Que cherche-t-on à nous faire croire : que personne n’ aurait vu de tempête, ni d’arbres déracinés ?

À l’extérieur, dans le jardin attenant, Mathieu Mercier, avec son « commissariat pour un arbre », propose à des artistes de réaliser des nichoirs, c’est ludique et coloré en diable mais assez indigent formellement. Le public est invité à picorer, ça et là, un ou deux objets qui lui souriront. Ca ne mange pas de pain ; le nichoir qui rappelle une lunch-box de fast-food plaira aux enfants.

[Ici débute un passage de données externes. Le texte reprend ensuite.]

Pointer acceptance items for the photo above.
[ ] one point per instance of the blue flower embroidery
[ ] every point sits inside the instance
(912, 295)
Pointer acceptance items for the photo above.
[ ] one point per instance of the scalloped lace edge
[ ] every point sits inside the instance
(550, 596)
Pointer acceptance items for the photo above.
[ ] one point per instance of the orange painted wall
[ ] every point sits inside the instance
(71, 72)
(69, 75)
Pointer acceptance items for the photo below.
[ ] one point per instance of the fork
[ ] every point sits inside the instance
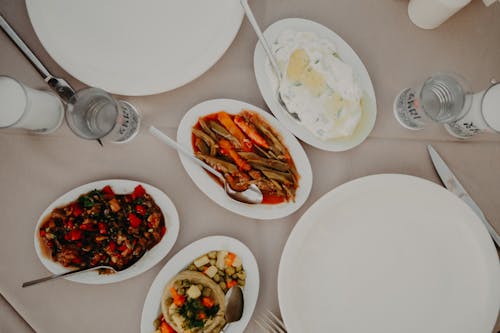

Plus militant, Bruno Serralongue photographie les bois près de Calais, refuge précaire des migrants. Ce sont des sujets traités par la presse, mais Serralongue reconfigure les codes de la photo de reportage, (cadrage, agrandissement différents etc) et se targue de ne pas produire d’image utilisable par la presse mais ce faisant… il en produit d’utilisable par les musées et les catalogues ! Sa stratégie de prise de vue casserait la logique de camp dit-il (« dans quel camp es-tu, presse, ONG, organisateur ? » ). Oui, mais comme ce parti pris risque fort d’esthétiser la misère…le texte de la revue « Question d’artiste », qui sert de catalogue,  conclut sur un appel à la lutte :  la logique de camp, mise à la porte, rentre par la fenêtre…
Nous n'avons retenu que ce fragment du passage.